Over a remarkable career spanning some 75 years, Robert Homer Simpson arguably contributed more than any other individual to observing, predicting, and warning of hurricanes. At the age of 100, he delivered the keynote address at a Hurricanes and Tropical Meteorology conference. He died at his home in Washington, DC, on 19 December 2014 at 102.
Bob was born on 19 November 1912 in Corpus Christi, Texas. A near-death experience in the Corpus Christi hurricane of 1919 imprinted on his six-year-old mind the tragedy and devastation that hurricanes can bring. His contributions stem from both scientific writing and his lifelong commitment to high-quality hurricane observations. He recognized that progress in understanding and predicting hurricanes depended first and foremost on obtaining data, which was completely lacking when he first joined the US Weather Bureau, now the National Weather Service, in 1940. An outstanding organizer and leader, Bob repeatedly found ways to work within or around the sometimes overly bureaucratic system and accomplish what needed to be done.
Well before satellite observations became available, Bob was one of the first meteorologists to fly into hurricanes in military aircraft equipped with early weather radar. Even those early radar systems clearly showed the eye, the ring of rapidly rotating heavy rainfall surrounding the eye (now called the eyewall), and the ubiquitous spiral rainbands. His publication “Exploring the eye of Typhoon ‘Marge’ 1951” (Bulletin of the American Meteorological Society, volume 33, page 286, 1952) became a classic scientific reference. But Bob quickly recognized that the military reconnaissance flights of the 1940s and 1950s, while useful in the warning process, would not lead to fundamental scientific knowledge. He was convinced that a dedicated research effort and dedicated aircraft equipped with state-of-the-art instrumentation were needed.
Bob’s opportunity came in 1954 when hurricanes Carol, Edna, and Hazel struck the US East Coast, with Hazel conveniently passing near Washington, DC, while Congress was in session. He leveraged those storms to create the National Hurricane Research Project (NHRP) the following year, and he became its first director. Dedicated hurricane research aircraft soon were built, equipped with up-to-date radars. Although Bob took a leave of absence to obtain his PhD in meteorology in 1962 at the University of Chicago under Herbert Riehl, who was widely recognized as the father of tropical meteorology, the NHRP rapidly became the world’s intellectual center of hurricane research, and it hosted many international visitors. Its collocation with the National Hurricane Center in Miami, Florida, ensured that the research was grounded in real-world problems to solve. The first numerical prediction models of hurricanes emerged from those seminal years, all a tribute to Bob’s vision.
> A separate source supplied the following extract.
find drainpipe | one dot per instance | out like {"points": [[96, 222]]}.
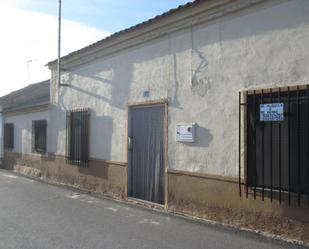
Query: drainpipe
{"points": [[59, 45], [59, 50], [1, 137]]}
Bob married the outstanding scientist Joanne Malkus in 1965, and they became a powerful and effective team. They conceived the innovative idea that seeding a hurricane with silver iodide could reduce its strength. Their initial idea of seeding the eyewall evolved to seeding supercooled cloud particles just outside the eyewall. That project, dubbed Stormfury, required substantial upgrades to aircraft instrumentation. Many years later the measurements obtained during the project led to the community consensus that a hurricane contains insufficient supercooled water for effective conversion to ice particles, in part because the unmodified storm generally has such ice already in abundance in the targeted locations. Although the hurricane modification hypothesis did not work out, the data and associated research from Stormfury facilities have provided major advances in our understanding and prediction of these dangerous storms.
Another innovation of Bob’s stems from his experience in 1968–73 as director of the National Hurricane Center, where he learned that public response to hurricane warnings was often not commensurate with the actual threat. Teaming up with engineer Herbert Saffir, they developed the five-category Saffir–Simpson intensity scale, now universally recognized as an effective means of portraying storm impact potential.
Bob’s achievements were wide-ranging. He helped establish the Mauna Loa Observatory in Hawaii, well known for its long record of atmospheric carbon dioxide measurements. He transformed the National Hurricane Center’s technical facilities and its operational procedures. He was the author of several books on the hurricane and its impact. He and Joanne taught at the University of Virginia, and they founded the consulting firm of Simpson Weather Associates. He and Joanne, who died in 2010, funded a fellowship at the National Center for Atmospheric Research to encourage outstanding young scientists to develop careers studying tropical cyclones. We have lost a pioneer and an icon who has had an immense impact in our field.